Durham, North Carolina - Researchers at Duke Medicine have determined that kidney function plays a critical role in the fate of patients being treated for sepsis, a potentially life-threatening complication of an infection.
In a study published May 20, 2015, in the journal Kidney International, Duke researchers and their colleagues identified physiological changes at the molecular level that might be affected by acute kidney injury. The findings could help physicians improve hemodialysis practices, increasing patient survival rates after kidney failure.
Acute kidney injury is a serious and common health complication, occurring in up to 20 percent of all hospitalized patients and more than 45 percent of patients in a critical-care setting, according to the National Institutes of Health.
“There are a lot of things that we assume to be true about the impact of acute kidney injury on patients,” said lead author Ephraim Tsalik, M.D., Ph.D., assistant professor at Duke University School of Medicine. “This study is the first to comprehensively characterize what is happening at the patient level, potentially as a cause and a consequence of acute kidney injury that we see in the setting of critical illness.”
Sepsis, which is defined as systemic inflammation resulting from an infection, often results in an abrupt decrease in the kidney’s ability to effectively filter the blood.
The Community Acquired Pneumonia and Sepsis Outcome Diagnostic (CAPSOD) study, led by Stephen Kingsmore, M.B, D.Sc., of Children’s Mercy Hospitals and Clinic, was initially created as a repository for patients visiting the emergency department with suspected sepsis. The researchers used clinical and molecular information generated in the CAPSOD study to correlate patient-level data with changes in molecular markers in the blood.
They found that kidney function was a major determinant of how a patient responded to treatment for sepsis.
“We have over 2,000 patients enrolled in the CAPSOD repository,” Tsalik said. “We are trying to use new tools to ask why is it that some patients show up and get sicker, despite getting all the right treatment, and why some patients show up, get the right treatment, and quickly get better.”
Using an “‘omics-based” approach, the researchers looked at variations in metabolite level, protein production, and gene expression in the blood in 150 patients with critical illness.
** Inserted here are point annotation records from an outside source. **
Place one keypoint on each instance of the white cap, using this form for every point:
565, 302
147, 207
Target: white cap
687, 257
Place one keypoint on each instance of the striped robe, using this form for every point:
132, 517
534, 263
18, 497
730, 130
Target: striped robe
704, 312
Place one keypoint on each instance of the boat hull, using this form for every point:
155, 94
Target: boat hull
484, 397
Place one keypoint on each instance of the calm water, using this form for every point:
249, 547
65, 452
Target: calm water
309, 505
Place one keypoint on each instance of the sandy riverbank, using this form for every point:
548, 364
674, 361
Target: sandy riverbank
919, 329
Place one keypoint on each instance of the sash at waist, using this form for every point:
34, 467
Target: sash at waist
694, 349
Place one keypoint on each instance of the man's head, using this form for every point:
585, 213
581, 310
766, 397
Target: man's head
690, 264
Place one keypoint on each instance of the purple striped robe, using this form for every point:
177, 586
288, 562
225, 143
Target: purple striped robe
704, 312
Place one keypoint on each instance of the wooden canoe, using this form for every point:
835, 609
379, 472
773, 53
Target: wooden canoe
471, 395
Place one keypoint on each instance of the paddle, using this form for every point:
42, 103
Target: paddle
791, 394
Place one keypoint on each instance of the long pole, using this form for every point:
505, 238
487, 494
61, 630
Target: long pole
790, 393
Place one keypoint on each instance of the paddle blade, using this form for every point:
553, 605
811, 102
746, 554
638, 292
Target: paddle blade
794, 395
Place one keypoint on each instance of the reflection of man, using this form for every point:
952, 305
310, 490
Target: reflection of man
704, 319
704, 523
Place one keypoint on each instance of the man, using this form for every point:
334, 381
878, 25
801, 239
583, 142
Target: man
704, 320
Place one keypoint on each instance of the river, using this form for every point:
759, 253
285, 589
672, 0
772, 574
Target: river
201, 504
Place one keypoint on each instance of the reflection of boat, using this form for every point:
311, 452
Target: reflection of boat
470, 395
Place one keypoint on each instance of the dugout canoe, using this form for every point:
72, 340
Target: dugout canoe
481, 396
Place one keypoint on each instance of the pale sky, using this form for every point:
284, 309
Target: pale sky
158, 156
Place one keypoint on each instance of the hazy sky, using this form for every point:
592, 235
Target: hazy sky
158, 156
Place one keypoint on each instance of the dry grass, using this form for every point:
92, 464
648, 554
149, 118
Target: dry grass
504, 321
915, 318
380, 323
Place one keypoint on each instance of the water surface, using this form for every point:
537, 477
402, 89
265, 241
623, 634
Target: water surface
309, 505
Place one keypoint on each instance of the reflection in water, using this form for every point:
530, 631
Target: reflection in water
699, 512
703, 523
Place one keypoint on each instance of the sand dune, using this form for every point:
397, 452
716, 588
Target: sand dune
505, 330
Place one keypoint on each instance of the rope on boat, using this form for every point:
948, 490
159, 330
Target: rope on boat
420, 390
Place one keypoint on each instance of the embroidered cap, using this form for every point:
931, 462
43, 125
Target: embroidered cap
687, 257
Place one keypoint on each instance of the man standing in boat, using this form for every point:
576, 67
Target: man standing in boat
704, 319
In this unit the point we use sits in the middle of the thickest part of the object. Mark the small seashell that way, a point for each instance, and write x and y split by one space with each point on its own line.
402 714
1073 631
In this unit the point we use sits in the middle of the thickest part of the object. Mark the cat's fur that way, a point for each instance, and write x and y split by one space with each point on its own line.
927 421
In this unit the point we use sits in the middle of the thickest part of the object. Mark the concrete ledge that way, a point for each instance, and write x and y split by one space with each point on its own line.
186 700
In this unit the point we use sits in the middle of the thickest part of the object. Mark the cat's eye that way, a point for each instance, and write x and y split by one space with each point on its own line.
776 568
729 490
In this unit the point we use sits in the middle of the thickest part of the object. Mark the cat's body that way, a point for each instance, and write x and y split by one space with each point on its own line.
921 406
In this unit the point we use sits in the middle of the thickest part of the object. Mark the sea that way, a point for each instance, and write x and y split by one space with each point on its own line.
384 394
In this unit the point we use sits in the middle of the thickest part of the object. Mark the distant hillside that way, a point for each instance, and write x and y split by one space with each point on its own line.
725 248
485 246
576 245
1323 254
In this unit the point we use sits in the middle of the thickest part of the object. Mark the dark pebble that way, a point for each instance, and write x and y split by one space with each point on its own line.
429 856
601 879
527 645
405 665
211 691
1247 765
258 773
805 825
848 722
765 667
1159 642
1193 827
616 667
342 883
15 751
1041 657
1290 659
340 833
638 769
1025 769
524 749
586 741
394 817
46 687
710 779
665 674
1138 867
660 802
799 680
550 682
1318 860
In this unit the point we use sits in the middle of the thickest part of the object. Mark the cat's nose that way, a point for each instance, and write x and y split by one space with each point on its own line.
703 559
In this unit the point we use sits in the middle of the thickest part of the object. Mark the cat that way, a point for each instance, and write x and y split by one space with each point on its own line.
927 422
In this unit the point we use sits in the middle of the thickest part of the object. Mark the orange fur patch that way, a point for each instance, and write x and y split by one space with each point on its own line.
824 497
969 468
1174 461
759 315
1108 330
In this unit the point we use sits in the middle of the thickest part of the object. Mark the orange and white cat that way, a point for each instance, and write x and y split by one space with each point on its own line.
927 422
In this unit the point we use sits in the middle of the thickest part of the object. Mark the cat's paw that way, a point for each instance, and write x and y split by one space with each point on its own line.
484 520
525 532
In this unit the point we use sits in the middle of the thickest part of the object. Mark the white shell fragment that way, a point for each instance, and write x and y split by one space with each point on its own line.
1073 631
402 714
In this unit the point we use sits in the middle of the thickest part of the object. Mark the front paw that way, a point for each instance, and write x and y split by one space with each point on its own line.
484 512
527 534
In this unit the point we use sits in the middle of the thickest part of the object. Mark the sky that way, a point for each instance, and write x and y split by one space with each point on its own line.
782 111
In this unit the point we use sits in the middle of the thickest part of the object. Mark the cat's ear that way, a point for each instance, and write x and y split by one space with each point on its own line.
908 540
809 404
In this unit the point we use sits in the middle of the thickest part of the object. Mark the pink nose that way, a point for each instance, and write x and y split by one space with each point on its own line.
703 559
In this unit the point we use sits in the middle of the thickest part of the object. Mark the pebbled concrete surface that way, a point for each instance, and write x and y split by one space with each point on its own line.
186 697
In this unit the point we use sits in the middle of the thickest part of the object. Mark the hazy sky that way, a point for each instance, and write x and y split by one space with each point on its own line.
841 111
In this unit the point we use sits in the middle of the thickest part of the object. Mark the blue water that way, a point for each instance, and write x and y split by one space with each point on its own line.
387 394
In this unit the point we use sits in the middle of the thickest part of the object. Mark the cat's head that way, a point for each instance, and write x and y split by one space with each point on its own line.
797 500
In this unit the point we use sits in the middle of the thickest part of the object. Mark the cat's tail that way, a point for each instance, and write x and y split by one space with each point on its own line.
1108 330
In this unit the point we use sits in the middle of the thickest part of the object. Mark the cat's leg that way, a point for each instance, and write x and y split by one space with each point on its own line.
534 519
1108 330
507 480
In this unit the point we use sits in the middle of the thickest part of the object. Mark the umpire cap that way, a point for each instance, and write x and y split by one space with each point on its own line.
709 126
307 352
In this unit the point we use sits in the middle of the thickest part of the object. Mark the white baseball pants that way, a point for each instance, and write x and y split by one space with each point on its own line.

The study design also allowed the researchers to investigate what impact hemodialysis, a medical treatment for kidney failure that filters toxins from the blood, was having on a variety of molecular markers.
“Rather than setting out to prove existing hypotheses, this study was designed to identify new questions or associations we were not previously aware of,” Tsalik said. “There were a number of things that we expected to see and did, such as the accumulation of molecules normally cleared by the kidney among patients with kidney dysfunction.”
Those known molecules are usually filtered out when a patient is receiving hemodialysis; however, the researchers also identified other chemicals and metabolites that were not previously shown to be abnormal in patients on hemodialysis.
“It may be that these newly implicated metabolites are not clinically relevant, but by identifying them, we’ve opened up opportunities for researchers to see if they cause toxicity to the patient,” Tsalik said. “We want to understand how to improve the care of patients with acute kidney injury and those requiring hemodialysis.”
In addition to Tsalik, study authors at Duke include Vance Fowler Jr., and Christopher Woods; along with Laurel Willig, Neil Miller, and Stephen Kingsmore of Children’s Mercy Hospitals and Clinic; Brandon Rice and Jennifer van Velkinburgh of the National Center for Genome Resources; Darrell Dinwiddie of the University of New Mexico; Robert Mohney, Jonathan McDunn, and Eric Mayer of Metabolon Inc; Seth Glickman of University of North Carolina-Chapel Hill; Charles Cairns currently of the University of Arizona; Anja Jaehne and Emanuel Rivers of the Henry Ford Hospital; Ronny Otero of the University of Michigan; Robert Glew of the University of New Mexico; Mohan Sopori and Raymond Langley of the Lovelace Respiratory Research Institute; and Kevin Harrod, currently at the University of Alabama Birmingham.
This work was supported in part by grants from the National Institutes of Health (U01AI066569, P20RR016480, HHSN266200400064C), Pfizer Inc., and Roche Diagnostics Inc., and was also funded in part through the Clinical Science Research and Development Service of the VA Office of Research and Development.